Frequently Asked Questions:
SaaS and SAS 70 | Software as a Service and Auditing Standards No. 70
SAS 70 audits are being performed on Software as a Service (SaaS) entities at a feverish pace, and for a number of reasons. The growing surge of regulatory compliance legislation, such as Sarbanes Oxley, HIPAA, Gramm Leach Bliley, just to name a few, are without question creating the biggest compliance demands on SaaS service providers.
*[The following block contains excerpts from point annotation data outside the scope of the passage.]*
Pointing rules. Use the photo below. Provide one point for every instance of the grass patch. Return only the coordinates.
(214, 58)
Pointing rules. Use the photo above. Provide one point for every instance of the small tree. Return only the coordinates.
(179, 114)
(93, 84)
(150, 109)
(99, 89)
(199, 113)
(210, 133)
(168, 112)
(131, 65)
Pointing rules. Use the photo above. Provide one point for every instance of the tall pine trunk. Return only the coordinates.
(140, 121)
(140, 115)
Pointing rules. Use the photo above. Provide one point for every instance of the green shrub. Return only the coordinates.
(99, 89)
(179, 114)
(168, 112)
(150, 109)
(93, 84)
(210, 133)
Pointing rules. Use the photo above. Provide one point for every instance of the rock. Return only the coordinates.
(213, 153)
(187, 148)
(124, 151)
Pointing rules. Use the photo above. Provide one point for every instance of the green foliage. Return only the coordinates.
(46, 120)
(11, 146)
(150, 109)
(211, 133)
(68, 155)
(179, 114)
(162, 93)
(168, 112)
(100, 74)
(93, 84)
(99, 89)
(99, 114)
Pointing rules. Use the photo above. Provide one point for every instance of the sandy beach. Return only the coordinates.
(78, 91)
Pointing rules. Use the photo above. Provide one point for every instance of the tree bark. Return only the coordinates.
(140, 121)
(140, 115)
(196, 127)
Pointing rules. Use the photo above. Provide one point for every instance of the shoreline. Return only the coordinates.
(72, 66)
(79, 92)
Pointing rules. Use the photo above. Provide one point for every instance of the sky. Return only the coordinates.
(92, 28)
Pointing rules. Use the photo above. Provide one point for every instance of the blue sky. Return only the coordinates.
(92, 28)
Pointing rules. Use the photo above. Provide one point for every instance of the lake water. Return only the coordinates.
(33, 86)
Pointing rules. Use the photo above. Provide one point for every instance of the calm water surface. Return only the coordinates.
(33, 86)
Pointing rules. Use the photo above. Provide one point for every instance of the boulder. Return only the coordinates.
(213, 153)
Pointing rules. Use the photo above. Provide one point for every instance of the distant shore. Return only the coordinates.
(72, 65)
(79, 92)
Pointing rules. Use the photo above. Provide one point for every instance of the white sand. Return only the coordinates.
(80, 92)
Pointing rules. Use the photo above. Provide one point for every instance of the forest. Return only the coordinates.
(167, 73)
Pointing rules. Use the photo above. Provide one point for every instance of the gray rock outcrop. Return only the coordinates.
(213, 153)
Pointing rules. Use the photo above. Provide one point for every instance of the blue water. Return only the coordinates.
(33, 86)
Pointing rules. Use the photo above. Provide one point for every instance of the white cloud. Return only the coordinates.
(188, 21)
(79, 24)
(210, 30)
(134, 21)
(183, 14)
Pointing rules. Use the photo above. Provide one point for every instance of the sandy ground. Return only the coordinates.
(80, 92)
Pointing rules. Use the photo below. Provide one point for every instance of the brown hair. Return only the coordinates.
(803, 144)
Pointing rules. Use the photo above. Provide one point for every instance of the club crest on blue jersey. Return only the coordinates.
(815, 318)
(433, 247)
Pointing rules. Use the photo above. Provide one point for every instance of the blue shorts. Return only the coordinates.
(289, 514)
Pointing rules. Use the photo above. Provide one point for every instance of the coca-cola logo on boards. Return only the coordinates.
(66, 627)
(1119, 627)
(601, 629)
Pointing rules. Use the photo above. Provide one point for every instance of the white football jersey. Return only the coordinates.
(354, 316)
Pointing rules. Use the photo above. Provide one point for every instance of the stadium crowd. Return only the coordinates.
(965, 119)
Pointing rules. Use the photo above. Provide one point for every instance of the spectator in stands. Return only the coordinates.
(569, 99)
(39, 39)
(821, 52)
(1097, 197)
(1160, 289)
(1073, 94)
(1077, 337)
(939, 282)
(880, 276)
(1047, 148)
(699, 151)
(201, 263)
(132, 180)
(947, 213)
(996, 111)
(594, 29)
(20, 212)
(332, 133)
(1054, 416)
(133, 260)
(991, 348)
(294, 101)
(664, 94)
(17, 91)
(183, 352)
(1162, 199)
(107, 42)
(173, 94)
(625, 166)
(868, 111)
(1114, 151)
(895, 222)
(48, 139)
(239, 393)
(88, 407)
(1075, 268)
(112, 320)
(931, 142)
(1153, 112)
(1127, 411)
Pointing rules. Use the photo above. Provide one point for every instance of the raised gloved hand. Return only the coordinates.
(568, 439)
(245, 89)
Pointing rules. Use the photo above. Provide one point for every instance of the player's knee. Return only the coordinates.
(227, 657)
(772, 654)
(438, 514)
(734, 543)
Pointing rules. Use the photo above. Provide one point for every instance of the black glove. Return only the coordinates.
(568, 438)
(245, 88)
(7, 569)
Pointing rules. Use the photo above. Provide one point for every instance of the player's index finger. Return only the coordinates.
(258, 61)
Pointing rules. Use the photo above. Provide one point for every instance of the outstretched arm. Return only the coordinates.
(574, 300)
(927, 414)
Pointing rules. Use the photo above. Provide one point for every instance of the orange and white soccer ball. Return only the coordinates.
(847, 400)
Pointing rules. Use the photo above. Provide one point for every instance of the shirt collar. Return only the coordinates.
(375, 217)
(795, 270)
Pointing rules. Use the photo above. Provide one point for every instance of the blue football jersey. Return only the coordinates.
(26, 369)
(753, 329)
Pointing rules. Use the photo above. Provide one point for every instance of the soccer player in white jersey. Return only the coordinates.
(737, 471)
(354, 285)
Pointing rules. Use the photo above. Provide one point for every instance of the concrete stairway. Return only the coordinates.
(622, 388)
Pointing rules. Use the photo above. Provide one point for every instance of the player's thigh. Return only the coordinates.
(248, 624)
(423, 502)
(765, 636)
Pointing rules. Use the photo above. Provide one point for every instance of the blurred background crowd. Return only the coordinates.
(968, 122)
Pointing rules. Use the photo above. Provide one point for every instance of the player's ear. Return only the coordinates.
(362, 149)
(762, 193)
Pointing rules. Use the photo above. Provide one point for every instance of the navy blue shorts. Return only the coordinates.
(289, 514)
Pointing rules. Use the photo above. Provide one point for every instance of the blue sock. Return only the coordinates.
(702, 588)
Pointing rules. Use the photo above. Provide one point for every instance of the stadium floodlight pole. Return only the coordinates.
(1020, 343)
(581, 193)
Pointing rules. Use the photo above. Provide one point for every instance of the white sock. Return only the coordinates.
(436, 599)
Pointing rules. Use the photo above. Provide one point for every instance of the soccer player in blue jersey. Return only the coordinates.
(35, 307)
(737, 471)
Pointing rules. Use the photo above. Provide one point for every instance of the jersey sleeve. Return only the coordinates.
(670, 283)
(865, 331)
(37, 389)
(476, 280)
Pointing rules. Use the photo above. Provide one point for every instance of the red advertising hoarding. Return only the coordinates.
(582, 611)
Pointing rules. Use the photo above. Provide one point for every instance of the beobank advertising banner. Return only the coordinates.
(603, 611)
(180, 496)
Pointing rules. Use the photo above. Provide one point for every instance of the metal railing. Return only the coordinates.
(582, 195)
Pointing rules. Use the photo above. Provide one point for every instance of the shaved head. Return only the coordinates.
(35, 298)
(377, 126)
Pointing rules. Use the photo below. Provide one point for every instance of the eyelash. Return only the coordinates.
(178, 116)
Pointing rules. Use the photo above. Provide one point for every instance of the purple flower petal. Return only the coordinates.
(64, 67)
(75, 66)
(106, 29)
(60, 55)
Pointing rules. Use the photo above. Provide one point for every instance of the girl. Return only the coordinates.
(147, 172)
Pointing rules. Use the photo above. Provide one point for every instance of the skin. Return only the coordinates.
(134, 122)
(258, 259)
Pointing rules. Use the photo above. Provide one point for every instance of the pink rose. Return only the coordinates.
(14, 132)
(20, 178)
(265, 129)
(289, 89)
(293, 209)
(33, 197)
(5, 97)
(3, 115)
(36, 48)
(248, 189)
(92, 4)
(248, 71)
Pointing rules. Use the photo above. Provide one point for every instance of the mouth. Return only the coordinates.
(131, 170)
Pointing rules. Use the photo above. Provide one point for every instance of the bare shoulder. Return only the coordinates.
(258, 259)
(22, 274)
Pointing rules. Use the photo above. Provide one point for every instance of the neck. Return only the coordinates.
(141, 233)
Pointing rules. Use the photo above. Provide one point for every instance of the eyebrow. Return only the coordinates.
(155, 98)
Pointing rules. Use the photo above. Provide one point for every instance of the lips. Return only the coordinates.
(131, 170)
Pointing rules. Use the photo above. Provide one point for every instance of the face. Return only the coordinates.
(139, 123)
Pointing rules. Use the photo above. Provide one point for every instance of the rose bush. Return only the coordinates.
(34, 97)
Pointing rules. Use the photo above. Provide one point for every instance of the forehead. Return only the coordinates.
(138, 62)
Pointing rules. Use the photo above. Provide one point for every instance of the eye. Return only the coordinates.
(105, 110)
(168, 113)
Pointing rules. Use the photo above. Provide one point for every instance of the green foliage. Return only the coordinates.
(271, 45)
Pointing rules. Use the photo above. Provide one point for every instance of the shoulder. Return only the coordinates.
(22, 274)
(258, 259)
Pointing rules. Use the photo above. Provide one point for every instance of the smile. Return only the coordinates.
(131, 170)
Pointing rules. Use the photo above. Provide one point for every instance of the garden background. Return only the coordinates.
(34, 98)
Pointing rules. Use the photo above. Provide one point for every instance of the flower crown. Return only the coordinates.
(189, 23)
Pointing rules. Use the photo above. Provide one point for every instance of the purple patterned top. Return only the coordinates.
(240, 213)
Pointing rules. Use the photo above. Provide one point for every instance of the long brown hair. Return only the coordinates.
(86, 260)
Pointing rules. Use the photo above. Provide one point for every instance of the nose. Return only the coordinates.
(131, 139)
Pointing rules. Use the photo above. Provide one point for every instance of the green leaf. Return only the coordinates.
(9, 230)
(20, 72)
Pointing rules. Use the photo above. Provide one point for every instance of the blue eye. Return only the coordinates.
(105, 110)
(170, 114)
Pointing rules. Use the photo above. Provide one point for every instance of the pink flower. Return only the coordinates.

But wrapped into these compliance demands is the natural evolution of SaaS entities that have further pushed the SAS 70 requirements on them. Specifically, the development and hosting of software applications, a primary function of the SaaS industry, has grown tremendously in the past 3 to 5 years as businesses move away from the traditional client server mentality. As such, a due diligence audit was greatly needed for ensuring these very SaaS providers have a strong system of internal controls for safeguarding sensitive data along with validation that their core daily operational activities are carried out in safe and secure manner. Thus, the emergence of the SaaS industry coincided with the advent of Sarbanes-Oxley (SOX) and the great push for regulatory compliance mandates. Ultimately, SAS 70 audits quickly became the de facto auditing standard for evaluating SaaS industries and the relationship has become even stronger over the years and will continue to do so as the years pass.
Attention SaaS service providers. SAS 70 audits, if not already, will soon become an annual part of your growing regulatory compliance mandates for years to come. The SAS 70 auditing standard is a flexible and scalable standard that readily adapts to the demanding needs of any industry, particularly the SaaS industry.